Augustine’s ‘faculty psychology’ (or anthropology)
generated a spiritual theology in the West which was structured
in terms of memory, intellect and will, and in which the person
or self as a unity appeared infrequently, at certain peak moments
of union with God. The spiritual life was conceived as a relation
of the conscious mind and heart with God, but consciousness
itself, in its simplicity and unity, was seldom considered.
The tendency was towards rationalization, analysis, and towards
an intentional relationship with God as Other. The principle
of relationship predominated over the principle of identity
(or baptismal deification in Christ) completely in the West,
with very few exceptions, until the time of the Beguines and
of Meister Eckhart. The seed of an active participation in
the divine Being remained dormant, apparently, until the time
of the Scholastics.
The Christian theologian Augustine’s ambivalent encounter
with Plotinus—the pre-eminent exponent of explicit nonduality
in the West—anticipates the East-West dialogue (and particularly
the Hindu-Christian dialogue) of our own time, when once again
we encounter explicit nonduality and the conception of a Self
which is one with the Absolute. Bede Griffiths has pointed
again and again to this teaching of the realization of the
Atman at the heart of India’s mysticism. Once again we
experience the encounter of two worlds: the world of the divine
One and the world of the Personal God or, on our own level,
the meeting of the unitive Self and the individuated person-in-the-world.

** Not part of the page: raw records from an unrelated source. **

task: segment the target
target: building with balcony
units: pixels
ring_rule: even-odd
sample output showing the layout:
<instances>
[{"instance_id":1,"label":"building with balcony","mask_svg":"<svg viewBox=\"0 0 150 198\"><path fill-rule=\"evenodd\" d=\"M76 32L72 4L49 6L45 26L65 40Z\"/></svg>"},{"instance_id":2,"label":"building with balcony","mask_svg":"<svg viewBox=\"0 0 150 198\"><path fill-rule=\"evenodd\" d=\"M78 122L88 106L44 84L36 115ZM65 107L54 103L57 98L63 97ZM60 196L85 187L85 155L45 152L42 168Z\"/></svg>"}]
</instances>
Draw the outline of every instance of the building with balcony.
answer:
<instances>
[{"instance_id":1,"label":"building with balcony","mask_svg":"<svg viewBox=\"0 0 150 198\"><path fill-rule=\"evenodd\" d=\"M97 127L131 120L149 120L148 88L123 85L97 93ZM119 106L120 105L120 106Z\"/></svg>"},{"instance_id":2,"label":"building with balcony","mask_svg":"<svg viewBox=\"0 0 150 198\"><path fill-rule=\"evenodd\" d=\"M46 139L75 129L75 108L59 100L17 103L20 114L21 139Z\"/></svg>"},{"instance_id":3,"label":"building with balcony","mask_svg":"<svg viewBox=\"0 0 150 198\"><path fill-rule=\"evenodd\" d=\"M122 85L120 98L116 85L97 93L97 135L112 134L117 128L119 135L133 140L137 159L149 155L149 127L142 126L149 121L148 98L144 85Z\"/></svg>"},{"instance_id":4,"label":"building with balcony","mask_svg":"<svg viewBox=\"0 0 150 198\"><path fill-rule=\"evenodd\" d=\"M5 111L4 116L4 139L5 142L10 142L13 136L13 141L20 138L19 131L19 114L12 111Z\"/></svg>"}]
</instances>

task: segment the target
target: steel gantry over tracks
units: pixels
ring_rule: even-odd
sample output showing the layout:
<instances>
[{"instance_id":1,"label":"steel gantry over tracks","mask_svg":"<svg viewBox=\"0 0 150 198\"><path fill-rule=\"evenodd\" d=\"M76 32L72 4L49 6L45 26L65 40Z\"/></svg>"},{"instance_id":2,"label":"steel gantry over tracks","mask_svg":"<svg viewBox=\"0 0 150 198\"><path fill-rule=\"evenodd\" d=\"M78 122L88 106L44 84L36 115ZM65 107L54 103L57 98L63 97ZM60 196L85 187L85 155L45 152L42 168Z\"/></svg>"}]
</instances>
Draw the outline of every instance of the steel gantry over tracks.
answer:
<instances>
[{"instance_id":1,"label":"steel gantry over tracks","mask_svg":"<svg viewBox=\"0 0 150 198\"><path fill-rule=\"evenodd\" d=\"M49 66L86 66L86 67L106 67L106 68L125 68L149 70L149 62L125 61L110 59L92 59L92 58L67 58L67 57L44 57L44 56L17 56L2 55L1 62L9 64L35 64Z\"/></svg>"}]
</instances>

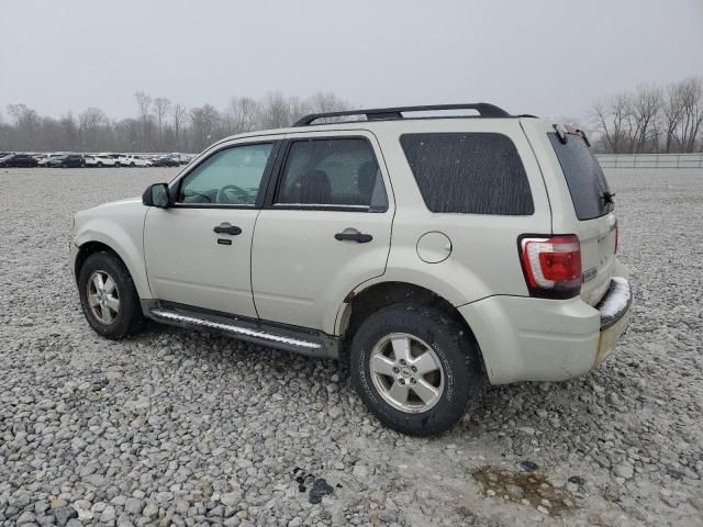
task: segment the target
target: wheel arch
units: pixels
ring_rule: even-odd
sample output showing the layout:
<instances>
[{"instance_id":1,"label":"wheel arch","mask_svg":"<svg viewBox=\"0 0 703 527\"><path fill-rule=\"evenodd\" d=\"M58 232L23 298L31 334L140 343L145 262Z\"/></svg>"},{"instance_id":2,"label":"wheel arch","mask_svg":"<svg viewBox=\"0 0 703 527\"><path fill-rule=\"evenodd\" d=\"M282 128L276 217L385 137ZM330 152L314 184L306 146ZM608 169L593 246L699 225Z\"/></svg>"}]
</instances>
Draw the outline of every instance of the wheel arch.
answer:
<instances>
[{"instance_id":1,"label":"wheel arch","mask_svg":"<svg viewBox=\"0 0 703 527\"><path fill-rule=\"evenodd\" d=\"M125 250L120 244L118 244L114 239L107 239L107 237L101 236L100 238L91 238L85 242L80 242L78 245L78 251L76 254L76 259L74 262L74 276L76 277L76 281L78 281L78 277L80 274L80 269L85 264L86 259L96 253L109 253L115 256L123 265L126 267L132 281L134 282L134 287L136 288L137 294L141 299L150 298L152 293L148 287L148 282L146 281L146 273L144 272L143 265L135 265L132 259L129 258L129 250ZM141 272L142 271L142 272Z\"/></svg>"},{"instance_id":2,"label":"wheel arch","mask_svg":"<svg viewBox=\"0 0 703 527\"><path fill-rule=\"evenodd\" d=\"M413 302L438 309L453 317L467 330L481 356L481 363L484 363L478 340L466 318L451 302L427 288L401 281L377 282L357 293L349 293L345 300L336 324L337 335L345 341L348 341L361 323L373 313L391 304Z\"/></svg>"}]
</instances>

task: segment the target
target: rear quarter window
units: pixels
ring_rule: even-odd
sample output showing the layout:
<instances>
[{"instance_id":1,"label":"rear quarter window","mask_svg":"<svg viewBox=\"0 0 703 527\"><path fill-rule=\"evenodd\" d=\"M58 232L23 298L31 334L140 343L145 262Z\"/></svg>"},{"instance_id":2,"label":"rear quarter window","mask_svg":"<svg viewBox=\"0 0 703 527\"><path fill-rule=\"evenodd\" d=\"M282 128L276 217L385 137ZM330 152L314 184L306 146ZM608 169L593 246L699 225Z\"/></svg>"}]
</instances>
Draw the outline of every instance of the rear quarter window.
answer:
<instances>
[{"instance_id":1,"label":"rear quarter window","mask_svg":"<svg viewBox=\"0 0 703 527\"><path fill-rule=\"evenodd\" d=\"M613 203L605 198L610 193L607 180L583 138L567 134L567 142L561 143L557 134L547 135L567 180L576 216L593 220L611 212Z\"/></svg>"},{"instance_id":2,"label":"rear quarter window","mask_svg":"<svg viewBox=\"0 0 703 527\"><path fill-rule=\"evenodd\" d=\"M404 134L400 138L432 212L529 215L529 182L510 137L494 133Z\"/></svg>"}]
</instances>

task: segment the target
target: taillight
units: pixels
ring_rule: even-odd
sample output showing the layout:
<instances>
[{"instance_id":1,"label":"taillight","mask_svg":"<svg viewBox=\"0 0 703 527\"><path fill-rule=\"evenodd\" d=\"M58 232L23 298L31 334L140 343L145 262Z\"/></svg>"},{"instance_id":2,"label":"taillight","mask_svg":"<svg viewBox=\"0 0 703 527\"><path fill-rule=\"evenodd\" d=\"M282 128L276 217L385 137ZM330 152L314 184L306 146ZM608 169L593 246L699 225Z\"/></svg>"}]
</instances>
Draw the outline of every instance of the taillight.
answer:
<instances>
[{"instance_id":1,"label":"taillight","mask_svg":"<svg viewBox=\"0 0 703 527\"><path fill-rule=\"evenodd\" d=\"M523 236L520 247L531 295L570 299L581 292L581 244L578 236Z\"/></svg>"}]
</instances>

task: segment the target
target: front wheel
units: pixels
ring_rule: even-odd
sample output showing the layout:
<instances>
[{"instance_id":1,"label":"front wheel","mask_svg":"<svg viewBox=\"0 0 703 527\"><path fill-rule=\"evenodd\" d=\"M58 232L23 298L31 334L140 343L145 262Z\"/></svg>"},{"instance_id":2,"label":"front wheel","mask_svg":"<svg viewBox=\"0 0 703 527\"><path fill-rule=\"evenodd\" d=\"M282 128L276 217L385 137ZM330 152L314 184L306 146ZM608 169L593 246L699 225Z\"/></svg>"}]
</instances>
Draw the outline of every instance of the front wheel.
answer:
<instances>
[{"instance_id":1,"label":"front wheel","mask_svg":"<svg viewBox=\"0 0 703 527\"><path fill-rule=\"evenodd\" d=\"M80 304L88 324L100 335L121 339L143 323L140 298L126 267L110 253L90 255L78 276Z\"/></svg>"},{"instance_id":2,"label":"front wheel","mask_svg":"<svg viewBox=\"0 0 703 527\"><path fill-rule=\"evenodd\" d=\"M394 304L369 316L350 345L352 381L387 426L413 436L456 425L482 384L467 330L440 310Z\"/></svg>"}]
</instances>

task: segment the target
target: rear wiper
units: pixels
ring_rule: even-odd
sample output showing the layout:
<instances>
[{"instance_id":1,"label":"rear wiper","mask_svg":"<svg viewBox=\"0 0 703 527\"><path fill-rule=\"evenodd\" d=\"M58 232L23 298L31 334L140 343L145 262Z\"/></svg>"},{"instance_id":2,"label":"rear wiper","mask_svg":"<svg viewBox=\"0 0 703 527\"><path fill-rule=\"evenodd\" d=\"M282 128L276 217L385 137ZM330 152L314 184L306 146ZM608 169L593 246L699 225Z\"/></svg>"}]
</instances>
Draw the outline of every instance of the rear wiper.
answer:
<instances>
[{"instance_id":1,"label":"rear wiper","mask_svg":"<svg viewBox=\"0 0 703 527\"><path fill-rule=\"evenodd\" d=\"M607 205L609 203L615 204L613 198L615 198L615 192L609 192L607 190L601 194L603 198L603 204Z\"/></svg>"}]
</instances>

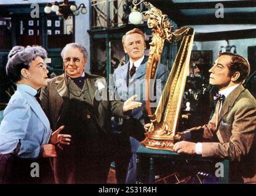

This time, the western partner belongs to a modern world in
which the process initiated by Augustine has been carried to
a precarious extreme. The individual person and its creative
potential have been highly developed while the original unity
has been totally eclipsed. It seems truly a meeting of opposites,
yet we know that this polar difference is a sign of the magnitude— the
height and depth, length and breadth, as Paul might say—of
the human person growing in God.
This time around we have an opportunity to get behind the
limiting presuppositions of Plotinus and of Augustine and allow
the New Testament to open itself from within in the light of
its own intrinsic nonduality (most apparent in the Gospel and
First Letter of John). And today we experience within ourselves
both the creative ferment of the Spirit and the convergent
momentum of history.
Certainly it is time for Christian scribes—or jnanis—to
awaken and bring forth from their treasury, as Jesus says,
at once things old and things new. The Christ-event is freshly
manifested today as the person that we are awakens to its East
and its West: to its deepest identity in the divine ground
and to its embodied, historical actuality in this world, on
the way to realizing one Humanity, the “Cosmic Person” which
emerged finally as the center of Bede Griffiths’ vision.